By Lindsey Knapton, Alex McLeod, Sean Vallancourt, AT&T Summer Interns 

(The opinions expressed in this blog are solely those of the student authors and are not attributable to AT&T)

When we each arrived at AT&T’s DC offices earlier this summer for our internships, we knew that we would have a front seat for policy discussions around some of the most hotly debated topics, including net neutrality, privacy and the march toward 5G wireless technologies. Little did we know the discussions would take such an interesting turn after the D.C. Circuit released its long awaited net neutrality decision. While some claimed victory, others were left with unanswered questions regarding the Court’s decision. In US Telecom v. FCC, the Court allowed the FCC to reclassify Internet Service Provider (“ISP”) offerings as telecommunications services rather than information services. The Court also determined that mobile broadband services are now commercial rather than private because mobile broadband is an interconnected service that is a part of the new public switched network that includes IP addresses. These decisions, which deviate from FCC precedent regarding ISPs and broadband Internet access services, were only marginally explained in the FCC’s 2015 Open Internet Order. Yet the Court accepted the FCC’s limited explanation as sufficient justification for its decision.

As a result of this decision, many scholars are left questioning: how much deference should administrative agencies receive in interpreting a Congressional statute? In Chevron, the Supreme Court required that an agency must give a reasonable explanation to justify its action but, after the DC Circuit decision, many question whether agencies should be held to a higher standard. As a result of the Court’s reclassification choices in US Telecom v. FCC, the FCC has extended its reach in regulating the telecommunications industry; and the impact of the D.C. Circuit’s decision will continue to affect all telecommunications operations, including privacy and wireless issues.

When the D.C. Circuit upheld the 2015 Open Internet Order, it was known that there would be significant restructuring of the privacy rules that govern ISPs. Before the FCC reclassified ISPs as common carriers, the sensitivity of data used and shared on the Internet by ISPs was subject to the Federal Trade Commission’s flexible regulation regime. The FTC’s rules did not apply only to ISPs – but to every player on the Internet, including edge providers, such as Google and Facebook. Since assuming sole authority over ISPs, the FCC has released a set of proposed privacy rules to provide clarity to an ecosystem it considers chaotic. Critics of the rules, however, assert that only confusion will arise from the FCC’s onerous proposals. While the FCC could have proposed rules to mirror the FTC’s longstanding regime, which has, according to many leading industry players, worked effectively, the FCC proposed a code of unprecedented heft, which could severely curtail the marketing practices of many major ISPs.

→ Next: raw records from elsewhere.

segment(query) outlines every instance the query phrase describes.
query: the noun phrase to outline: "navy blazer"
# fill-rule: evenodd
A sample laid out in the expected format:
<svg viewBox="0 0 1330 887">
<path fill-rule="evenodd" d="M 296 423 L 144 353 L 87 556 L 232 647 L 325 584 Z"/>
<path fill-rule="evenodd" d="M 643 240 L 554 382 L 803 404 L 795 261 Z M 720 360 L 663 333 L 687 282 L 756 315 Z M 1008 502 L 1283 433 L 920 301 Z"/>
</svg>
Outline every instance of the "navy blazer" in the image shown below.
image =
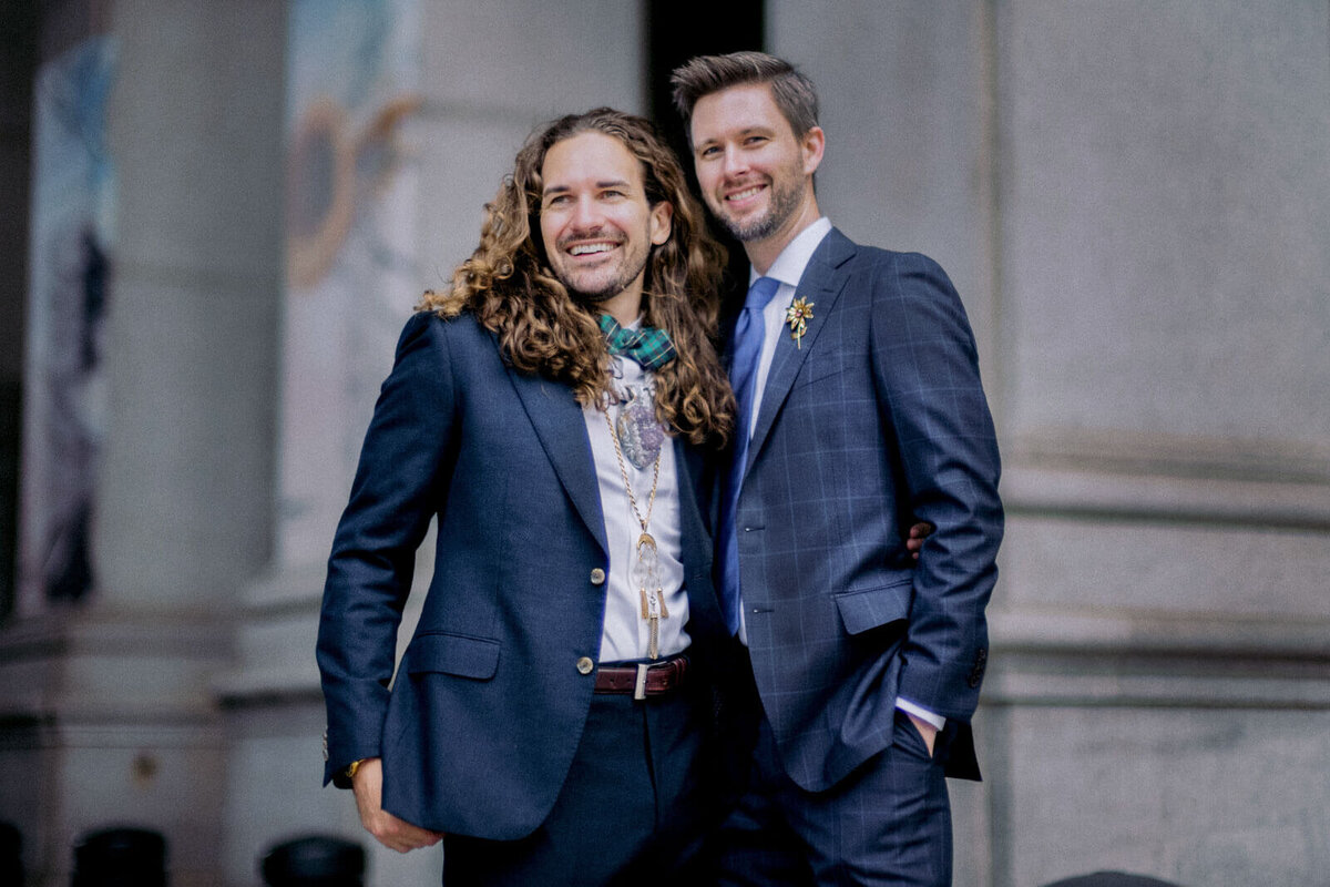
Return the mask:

While the rules have not yet been adopted – and while it is far too early to tell how they will affect the business practice of ISPs – they have already been tied to the recent merger of Verizon and Yahoo, which many observers interpret as a sign of things to come as ISPs expand their data marketing operation.

While some of the repercussions of the “net neutrality” order surfaced immediately, many are veiled in future FCC actions. The July Spectrum Frontiers order that propels the United States towards a 5G world, amended the service rules in four bands of spectrum above 24 GHz to allow for mobile service in bands that were previously impractical for mobile services. While the Order provides participants the opportunity to define 5G services, the FCC also included a security-by-design provision in the Spectrum Frontiers Order that requires all participants to submit a statement outlining their plans to ensure consumer security. Such regulation by the FCC reveals its intent to seize authority over mobile services and consumer security in the emerging 5G world.

While the security-by-design language itself is does not seem onerous for 5G participants, the inclusion of such language raises efficacy questions regarding the Commission’s approach to managing security. The Commission’s limited ex ante approach to security may do little more than spur chatter among the participants.  While the FCC’s intentions may be laudable, if the FCC is to stake a role in regulating the security of the 5G ecosystem, its plan should take a page from the FTC’s well-established approach to security and work collaboratively with industry moving forward.  The use of ex ante regulation in the world of rapidly changing technology does little to make networks more secure.  Such a security requirement only perpetuates the Commission’s continuing distrust of participants in the growing Internet and spectrum space.

It is only a matter of time before the market decides whether the FCC’s order will further its Open Internet agenda or whether the FCC simply created a hurricane headed for the Open Internet shores.

Whatever happens, we were thrilled to be in the throes of these debates for the summer and hope to continue to be part of these challenging policy discussions in the future.